News:

Use the "Forum Search"
It may help you to find anything in the forum ;).

Losses of synchronisation with mismatching convoy debug sums

Started by freddyhayward, September 16, 2020, 10:23:56 PM

Previous topic - Next topic

0 Members and 1 Guest are viewing this topic.

freddyhayward

In my record of desyncs currently from 12/9/20-17/9/20, nearly ~60% (currently 17) have had the convoy debug sums mismatching (and all other checklist records matching perfectly).
The first (debug_sum[0]) is updated by adding the mantissa of some floating point value when each convoy is processed.
The second (debug_sum[1]) is the same but multiplied with the internal ID of the convoy. In all cases, the first and the second were mismatched together, but I wasn't able to discern the internal ID of the offending convoy(s) in any case.

https://docs.google.com/spreadsheets/d/1Jwa-5G6aXfkrCrPYLQvDbYt7LqYMgYapW8hyOF9IB3s/edit#gid=0

freddyhayward

As of now, there have been 35 recorded desyncs (of the total 70) with debug_sum[0] mismatching. What I have found is that these sums overflow so frequently between each check that it is almost always impossible to determine the unsynchronised convoy, assuming there is only one. I've made a change that significantly reduces the size of these sums so that they should be easier to investigate, here: https://github.com/jamespetts/simutrans-extended/pull/285

jamespetts

Thank you for your work on this: I have now incorporated your debugging change.

There are such a wide range of things that might cause a code divergence first to manifest itself in a difference in convoy movement that any additional information or precision is likely to be useful.
Download Simutrans-Extended.

Want to help with development? See here for things to do for coding, and here for information on how to make graphics/objects.
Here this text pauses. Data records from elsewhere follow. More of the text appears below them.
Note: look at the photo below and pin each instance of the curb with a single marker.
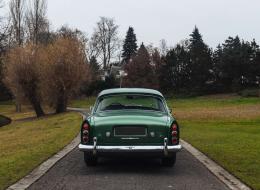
(223, 175)
(38, 172)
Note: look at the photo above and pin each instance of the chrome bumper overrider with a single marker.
(163, 148)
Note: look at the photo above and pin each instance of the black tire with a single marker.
(90, 160)
(169, 161)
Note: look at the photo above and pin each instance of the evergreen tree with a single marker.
(94, 66)
(130, 46)
(168, 75)
(140, 72)
(201, 62)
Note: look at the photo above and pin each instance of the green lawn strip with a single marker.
(4, 120)
(208, 101)
(24, 145)
(234, 145)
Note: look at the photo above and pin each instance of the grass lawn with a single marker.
(224, 127)
(24, 145)
(4, 120)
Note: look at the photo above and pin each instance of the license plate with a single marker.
(130, 131)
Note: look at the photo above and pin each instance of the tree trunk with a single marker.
(61, 105)
(37, 107)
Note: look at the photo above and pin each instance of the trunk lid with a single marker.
(130, 127)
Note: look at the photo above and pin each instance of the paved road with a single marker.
(71, 173)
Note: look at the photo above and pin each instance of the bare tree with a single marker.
(105, 39)
(64, 69)
(22, 75)
(36, 20)
(163, 47)
(16, 17)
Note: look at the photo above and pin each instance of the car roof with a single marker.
(130, 90)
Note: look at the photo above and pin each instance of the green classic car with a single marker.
(132, 122)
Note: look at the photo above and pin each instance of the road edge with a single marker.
(40, 170)
(223, 175)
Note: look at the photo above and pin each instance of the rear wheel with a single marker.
(169, 161)
(90, 160)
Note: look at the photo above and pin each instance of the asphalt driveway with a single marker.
(112, 174)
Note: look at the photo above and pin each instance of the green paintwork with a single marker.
(103, 122)
(130, 90)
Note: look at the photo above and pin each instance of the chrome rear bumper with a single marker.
(163, 148)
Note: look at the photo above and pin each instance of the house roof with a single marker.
(130, 90)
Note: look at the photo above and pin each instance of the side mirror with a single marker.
(90, 108)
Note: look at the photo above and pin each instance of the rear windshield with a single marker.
(130, 102)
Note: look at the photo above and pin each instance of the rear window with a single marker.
(130, 102)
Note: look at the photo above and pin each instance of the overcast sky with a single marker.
(172, 20)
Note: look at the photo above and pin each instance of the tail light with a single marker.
(174, 133)
(85, 132)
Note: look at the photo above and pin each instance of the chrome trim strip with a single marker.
(165, 148)
(95, 146)
(90, 148)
Follow Simutrans-Extended on Facebook.

freddyhayward

I have pushed another change (https://github.com/jamespetts/simutrans-extended/pull/287) that adds two new convoy debug sums. The first is the sum of state indexes (e.g. reversing, loading, waiting for clearance) while the second is the sum of these indexes multiplied by the convoy ID. The purpose of this is to discern whether the mismatch results from differing states or small variations of movement within the same state.

ceeac

I think I found the issue (or at least a closely related one):

==================
WARNING: ThreadSanitizer: data race (pid=2827)
  Write of size 4 at 0x7b9c021439f0 by main thread:
    #0 convoi_t::warten_bis_weg_frei(int) /home/ceeac/Projects/code/simutrans-ex/simconvoi.cc:2826:11 (simutrans-extended+0xad829b)
    #1 vehicle_t::hop_check() /home/ceeac/Projects/code/simutrans-ex/vehicle/simvehicle.cc:1618:9 (simutrans-extended+0xcb4e10)
    #2 vehicle_base_t::do_drive(unsigned int) /home/ceeac/Projects/code/simutrans-ex/vehicle/simvehicle.cc:373:45 (simutrans-extended+0xcaa271)
    #3 road_vehicle_t::do_drive(unsigned int) /home/ceeac/Projects/code/simutrans-ex/vehicle/simvehicle.cc:4419:46 (simutrans-extended+0xccbffb)
    #4 convoi_t::sync_step(unsigned int) /home/ceeac/Projects/code/simutrans-ex/simconvoi.cc:1333:30 (simutrans-extended+0xac37e4)
    #5 karte_t::sync_list_t::sync_step(unsigned int) /home/ceeac/Projects/code/simutrans-ex/simworld.cc:4818:14 (simutrans-extended+0xc48156)
    #6 karte_t::sync_step(unsigned int, bool, bool) /home/ceeac/Projects/code/simutrans-ex/simworld.cc:4890:8 (simutrans-extended+0xc485cc)
    #7 karte_t::interactive(unsigned int) /home/ceeac/Projects/code/simutrans-ex/simworld.cc:11001:6 (simutrans-extended+0xc6abef)
    #8 simu_main(int, char**) /home/ceeac/Projects/code/simutrans-ex/simmain.cc:1396:9 (simutrans-extended+0xb8d325)
    #9 sysmain(int, char**) /home/ceeac/Projects/code/simutrans-ex/sys/simsys.cc:830:9 (simutrans-extended+0xc80fca)
    #10 main /home/ceeac/Projects/code/simutrans-ex/sys/simsys_posix.cc:191:10 (simutrans-extended+0xd5afbf)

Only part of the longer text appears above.